Troubetzkoy (descended, incidentally, from the Sergei Troubetzkoy who instigated the Decembrist rebellion in the chaotic aftermath of Alexander's sudden "death") examines the evidence surrounding the case and tentatively concludes that the two men were one and the same. Most impressive of all, the late Grand Duchess Olga, the sister of Nicholas II who lived in Toronto until her death in 1960, told the author that "we have no doubt that Feodor Kuzmich was the emperor" (p. 11).

Was it so? I personally believe the book's thesis is plausible. However, two factors give reason for doubt. First, there are quite a number of minor errors of fact throughout the book, extending even to the final paragraph. For example: Alexander II was on the throne in 1874, not Alexander III. The Times could not have carried a story on Alexander I's possible poisoning in March 1825 because the Tsar was still very much alive at the time. Grand Duke Andrei Vladimirovich was Nicholas II's cousin, not his uncle. Peter III inherited the throne from the Empress Elizaveta, who was his aunt, not his mother. Alexander's journey from St. Petersburg to Taganrog took just under two weeks, not three weeks. I could keep going, but I'll stop here. These are fairly minor points, but the cumulative effect is to make the book as a whole less persuasive for the reader knowing something of Russian history. One hopes these have been corrected in the paperback edition.

Second, the story of Alexander I's survival is by no means unusual in the larger context of his country's historical narrative. Remember the two "false Dmitris," who claimed to be the deceased son of Ivan IV the Terrible. During Catherine the Great's reign a rebellion was fomented by a certain Pugachev, who claimed to be her assassinated husband, Peter III. Then of course there are the rumours circulating after 1918 that Nicholas II's daughter Anastasia (whose name in Greek means resurrection) survived the family's murder by Bolsheviks and lived until 1984 as "Anna Anderson." Finally there has been more than one claimant to the identity of the hemophiliac tsarevich, Alexei. The fact that the remains of Alexei and one of his sisters were never found when the family's bodies were exhumed at Ekaterinburg several years ago has only served to fuel the rumours. So Troubetzkoy could be right, but there are also good reasons to doubt his conclusions.

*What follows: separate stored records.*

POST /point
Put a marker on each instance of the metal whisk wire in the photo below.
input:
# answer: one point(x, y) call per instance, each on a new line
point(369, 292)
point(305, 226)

One last thing. After reading this book I purchased the DVD version of Anatole Litvak's 1956 cinematic rendition of Anastasia, starring Ingrid Bergman and Yul Brynner. It's a great film, albeit highly fictionalized. It struck me that the story of Alexander I and Fyodor Kuzmich would also make a good film, and I am somewhat surprised no one has ever undertaken it. Perhaps someone in the film industry will come across this entry and take up the challenge one day.